1st Year Course Sequence
There are nine core courses (27 semester hours) in the doctoral curriculum; two each in micro and macro theory, three in econometric methods, one in mathematical economics, and a research methods course.
|ECO 5405||Mathematical Economics||ECO 5932||Introduction to Research|
|ECO 5115||Microeconomic Theory I||ECO 5116||Microeconomic Theory II|
|ECO 5204||Macroeconomic Theory I||ECO 5207||Macroeconomic Theory II|
|ECO 5416||Econometrics I||ECO 5423||Econometrics II|
Fall Second Year
|Econometrics Field Course|
Following completion of the first two core courses in microeconomics and macroeconomics, students are expected to demonstrate their competence by passing doctoral core examinations.
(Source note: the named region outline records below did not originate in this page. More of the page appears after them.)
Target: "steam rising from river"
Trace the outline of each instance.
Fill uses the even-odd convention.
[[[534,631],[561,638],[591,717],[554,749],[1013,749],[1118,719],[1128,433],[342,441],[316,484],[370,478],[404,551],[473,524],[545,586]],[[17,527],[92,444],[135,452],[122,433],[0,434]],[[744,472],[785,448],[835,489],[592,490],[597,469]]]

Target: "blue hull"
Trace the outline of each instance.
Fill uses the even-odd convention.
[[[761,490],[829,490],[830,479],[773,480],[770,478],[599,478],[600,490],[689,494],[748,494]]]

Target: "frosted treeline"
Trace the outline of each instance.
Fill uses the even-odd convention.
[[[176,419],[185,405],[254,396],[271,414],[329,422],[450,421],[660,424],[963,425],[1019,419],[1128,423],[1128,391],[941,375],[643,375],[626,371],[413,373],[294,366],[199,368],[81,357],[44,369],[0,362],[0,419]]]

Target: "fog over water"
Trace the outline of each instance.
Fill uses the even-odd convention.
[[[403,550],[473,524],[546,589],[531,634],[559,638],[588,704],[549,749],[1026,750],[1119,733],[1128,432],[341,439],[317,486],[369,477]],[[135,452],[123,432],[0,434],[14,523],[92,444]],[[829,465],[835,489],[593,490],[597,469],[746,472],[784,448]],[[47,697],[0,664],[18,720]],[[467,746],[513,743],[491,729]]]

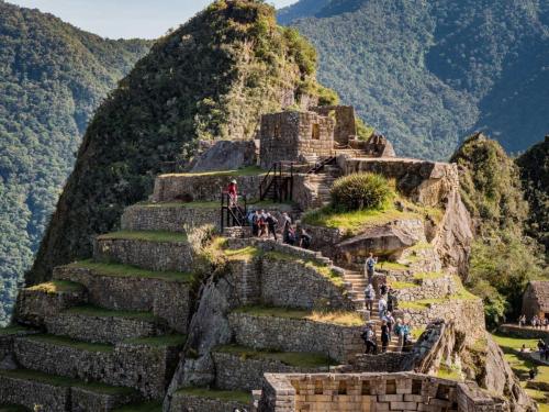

These exams are offered in May, with an opportunity to retake the exam in August. See the Guide to Graduate Studies in Economics for details.
Fields of Specialization
The Department regularly offers many fields of specialization. These include: Applied Econometrics, Experimental Economics, Financial and Monetary Economics, Industrial Organization, International Economics, Labor Economics, Law and Economics, Population Economics, Public Economics, and Urban Economics. Other fields may be offered if sufficient interest exists. Students must select at least two fields of specialization. One of the field areas, but not both, may be drawn from outside the Department, subject to the prior approval of the Graduate Committee and the host department.
A Ph.D. student must complete at least 54 semester hours of graduate-level coursework. The ten courses in the core account for 27 hours while field courses generally account for another 12. The remaining hours are elective. To apply to the 54 hours, an elective course must be approved by the Director of Graduate Studies in advance. No more than six hours of Directed Individual Study (DIS) or Graduate tutorial course work may count toward the 54 hour requirement.
Supervised research and teaching (ECO 5914 and 5940) do not contribute to the required 54 semester hours. Likewise, dissertation credits (ECO 6980) and preliminary preparation hours (ECO 6960) do not count toward satisfying this requirement. However, graduate hours earned at FSU or elsewhere leading to the Master’s degree in economics and/or accepted graduate-level transfer credits may be applied to the 54-hour course work minimum for the Ph.D., with prior approval of the Director of Graduate Studies.